La prueba de autoridad de Rodrigo se intensifica aún más cuando un comerciante, Roberto (David Silva), intenta venderle a Maru una aspiradora y, por si fuera poco, seducirla. Esta visita interrumpe el supuesto e indiscutible dominio casero del gobierno patriarcal, la llegada de Roberto funciona como una penetración metafórica de la fortaleza de soledad del padre y el comienzo de una usurpación de la moralidad establecida por una visión de modernidad y cambio en la forma del hombre moderno y seductor. La desestabilización gradual de la estructura familiar tradicional termina con la expulsión de un miembro de la familia y, en última instancia, lleva a Rodrigo y Gracia a salir de la casa por primera vez como una reconfiguración silenciosamente negociada de la dinámica de poder de la familia.
Ahora, si hay una implícita crítica a la moralidad católica en la película de Galindo, en el filme El esqueleto de la señora Morales de Rogelio A. González el aínomo de repudio a las moralinas mojigatas se manifiesta como casi el único y explícito objetivo de su desprecio. Escrita por Luis Alcoriza, quien colaboró con Buñuel en varias de sus obras realizadas en México (como Él y El ángel exterminador), la película de González critica despiadadamente las hipocresías tanto de la iglesia como de sus seguidores, con un ingenio igualmente mordaz y un humor cáustico como uno esperaría del gran Buñuel. Pero en este caso, es la matriarca Gloria (Amparo Rivelles), cuyas rígidas creencias ideológicas ejercen un sentido palpable de soberanía en el hogar que comparte con su esposo taxidermista, el Dr. Morales (Arturo de Córdova). Sin embargo, mientras Rodrigo, a pesar de todos sus defectos, parecía totalmente sincero en sus creencias católicas, Gloria es mucho más intrigante y propensa a la hipocresía al utilizar sus ideales puritanos como medio para torturar mentalmente a su marido.
Desde robar el dinero que el Dr. Morales esconde para sus propios deleites (que casi se reducen a comprar una moderna cámara fotográfica) para donarlo a la iglesia, hasta arruinar el pequeño gozo de disfrutar un buen bistec hasta los placeres del sexo, reprendiéndolo siempre por la naturaleza repugnante de su trabajo.
Gloria emplea una serie de tácticas atroces para negarle a su marido los placeres simples de la vida. La permanente tortura psicosexual se vuelve aún más inextricable cuando Gloria aprovecha incesantemente su rodilla desfigurada para explotar esta insana relación co-dependiente.
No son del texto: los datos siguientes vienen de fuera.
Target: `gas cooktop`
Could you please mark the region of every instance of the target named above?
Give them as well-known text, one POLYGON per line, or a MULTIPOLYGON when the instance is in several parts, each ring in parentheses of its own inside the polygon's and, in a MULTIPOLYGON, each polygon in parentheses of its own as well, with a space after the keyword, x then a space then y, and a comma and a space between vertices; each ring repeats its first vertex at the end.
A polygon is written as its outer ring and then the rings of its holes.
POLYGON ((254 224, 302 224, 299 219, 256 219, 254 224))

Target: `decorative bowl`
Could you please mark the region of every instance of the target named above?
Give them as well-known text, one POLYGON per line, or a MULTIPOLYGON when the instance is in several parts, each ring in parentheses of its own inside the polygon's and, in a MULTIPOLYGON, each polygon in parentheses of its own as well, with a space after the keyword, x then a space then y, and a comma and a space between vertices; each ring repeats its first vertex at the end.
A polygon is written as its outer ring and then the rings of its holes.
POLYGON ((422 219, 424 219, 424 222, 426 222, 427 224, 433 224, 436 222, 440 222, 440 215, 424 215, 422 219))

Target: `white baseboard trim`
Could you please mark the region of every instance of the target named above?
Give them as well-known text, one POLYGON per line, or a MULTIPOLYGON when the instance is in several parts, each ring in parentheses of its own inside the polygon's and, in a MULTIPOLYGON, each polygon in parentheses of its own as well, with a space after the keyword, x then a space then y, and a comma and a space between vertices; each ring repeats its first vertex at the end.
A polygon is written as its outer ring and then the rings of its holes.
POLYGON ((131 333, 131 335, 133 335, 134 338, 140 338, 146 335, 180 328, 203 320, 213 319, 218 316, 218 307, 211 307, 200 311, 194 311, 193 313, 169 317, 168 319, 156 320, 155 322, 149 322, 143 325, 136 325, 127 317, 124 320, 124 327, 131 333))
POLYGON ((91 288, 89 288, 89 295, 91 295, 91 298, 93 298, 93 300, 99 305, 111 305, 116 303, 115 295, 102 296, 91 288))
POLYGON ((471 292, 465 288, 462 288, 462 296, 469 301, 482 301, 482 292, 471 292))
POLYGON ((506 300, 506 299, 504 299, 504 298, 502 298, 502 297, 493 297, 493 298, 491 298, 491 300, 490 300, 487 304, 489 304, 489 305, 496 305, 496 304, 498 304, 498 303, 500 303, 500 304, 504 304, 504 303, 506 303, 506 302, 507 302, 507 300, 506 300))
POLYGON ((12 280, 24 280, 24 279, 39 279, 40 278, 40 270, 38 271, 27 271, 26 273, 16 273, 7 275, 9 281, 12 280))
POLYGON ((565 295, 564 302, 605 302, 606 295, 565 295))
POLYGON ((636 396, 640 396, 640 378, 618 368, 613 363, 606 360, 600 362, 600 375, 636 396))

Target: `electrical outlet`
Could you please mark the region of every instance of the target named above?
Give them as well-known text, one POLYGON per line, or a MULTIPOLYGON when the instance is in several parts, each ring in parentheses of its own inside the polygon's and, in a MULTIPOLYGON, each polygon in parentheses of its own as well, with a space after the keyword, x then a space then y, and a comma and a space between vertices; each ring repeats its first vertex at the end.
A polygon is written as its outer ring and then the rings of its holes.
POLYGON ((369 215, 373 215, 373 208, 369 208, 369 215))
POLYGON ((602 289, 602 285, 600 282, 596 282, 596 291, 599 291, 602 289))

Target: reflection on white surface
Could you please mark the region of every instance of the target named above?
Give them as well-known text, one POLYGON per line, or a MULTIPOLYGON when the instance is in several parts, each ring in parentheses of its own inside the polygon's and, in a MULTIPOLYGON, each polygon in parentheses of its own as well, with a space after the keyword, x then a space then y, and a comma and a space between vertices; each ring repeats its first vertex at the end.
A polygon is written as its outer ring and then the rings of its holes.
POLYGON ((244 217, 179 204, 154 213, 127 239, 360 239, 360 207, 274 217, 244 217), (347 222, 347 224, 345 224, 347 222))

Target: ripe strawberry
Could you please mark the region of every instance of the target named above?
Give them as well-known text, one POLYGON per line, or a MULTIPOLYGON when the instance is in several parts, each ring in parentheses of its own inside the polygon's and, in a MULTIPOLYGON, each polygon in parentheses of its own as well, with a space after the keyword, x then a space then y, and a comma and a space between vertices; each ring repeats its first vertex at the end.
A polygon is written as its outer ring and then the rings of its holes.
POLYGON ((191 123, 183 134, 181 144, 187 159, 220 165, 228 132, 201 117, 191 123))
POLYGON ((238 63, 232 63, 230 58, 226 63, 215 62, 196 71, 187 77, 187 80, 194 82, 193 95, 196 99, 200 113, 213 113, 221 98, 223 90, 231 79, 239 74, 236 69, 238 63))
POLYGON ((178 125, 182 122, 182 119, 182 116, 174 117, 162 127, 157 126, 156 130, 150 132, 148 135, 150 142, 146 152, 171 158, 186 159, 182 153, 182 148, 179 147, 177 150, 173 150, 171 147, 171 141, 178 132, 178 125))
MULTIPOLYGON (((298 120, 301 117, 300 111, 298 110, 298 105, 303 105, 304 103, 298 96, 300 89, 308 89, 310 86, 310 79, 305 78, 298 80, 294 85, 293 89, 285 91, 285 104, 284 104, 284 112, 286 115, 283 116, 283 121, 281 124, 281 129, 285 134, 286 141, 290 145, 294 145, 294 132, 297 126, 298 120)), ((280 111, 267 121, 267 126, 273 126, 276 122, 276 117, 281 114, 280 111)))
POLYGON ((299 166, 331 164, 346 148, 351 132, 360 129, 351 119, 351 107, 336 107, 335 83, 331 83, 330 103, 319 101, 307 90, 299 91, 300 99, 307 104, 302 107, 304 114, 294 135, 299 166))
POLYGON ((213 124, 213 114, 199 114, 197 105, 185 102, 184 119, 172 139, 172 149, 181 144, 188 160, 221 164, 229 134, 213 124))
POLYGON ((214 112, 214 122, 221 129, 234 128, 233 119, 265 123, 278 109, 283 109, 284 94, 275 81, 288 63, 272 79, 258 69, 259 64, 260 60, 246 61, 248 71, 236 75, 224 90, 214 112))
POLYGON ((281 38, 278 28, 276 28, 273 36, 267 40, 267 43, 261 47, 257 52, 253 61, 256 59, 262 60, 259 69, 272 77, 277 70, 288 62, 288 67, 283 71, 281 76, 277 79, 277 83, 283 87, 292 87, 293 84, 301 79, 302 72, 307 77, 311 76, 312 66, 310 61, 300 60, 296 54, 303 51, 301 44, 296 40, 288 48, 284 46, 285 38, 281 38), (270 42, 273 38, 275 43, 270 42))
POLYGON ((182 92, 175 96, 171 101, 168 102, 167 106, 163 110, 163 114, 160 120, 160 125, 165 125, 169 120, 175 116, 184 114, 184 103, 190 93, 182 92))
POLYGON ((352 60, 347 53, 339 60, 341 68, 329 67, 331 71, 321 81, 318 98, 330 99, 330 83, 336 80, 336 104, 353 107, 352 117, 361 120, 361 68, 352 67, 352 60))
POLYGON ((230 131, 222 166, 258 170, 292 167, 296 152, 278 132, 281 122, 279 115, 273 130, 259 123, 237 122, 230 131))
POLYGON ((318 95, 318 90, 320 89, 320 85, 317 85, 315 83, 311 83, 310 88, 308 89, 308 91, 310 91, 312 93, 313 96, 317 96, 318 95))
Para entonces entendemos y se justifican esos intentos cada vez más desesperados del Dr. Morales por escapar de un matrimonio altamente disfuncional. Esta película expone los efectos corrosivos como una forma de automartirio mojigato que surge de los supuestos religiosos doctrinarios mezclados con una dosis poco saludable de celos y resentimiento. Pero en lugar de inclinarse hacia la misoginia potencial de esta configuración, González dirige la trama directamente hacia el reino de lo macabro, sondeando las profundidades de la depravación humana con un aplomo deliciosamente descarado y de humor negro.
Así, sucede lo que el título ya nos revela, el Dr. Morales planea con una estrategia maquiavélica el asesinato de su mujer y con total descaro muestra el esqueleto sobre el que está trabajando que visiblemente tiene una rodilla deformada. De inmediato las vecinas chismosas hacen público la desaparición de Gloria y el Dr. Morales es arrestado. El cierre de la película es tan esperado como insólito.
El ojo perspicaz de González, revela no sólo la naturaleza engañosa de los demasiado devotos, sino que ofrece una crítica mordaz de una sociedad invadida por reprimidos y desposeídos.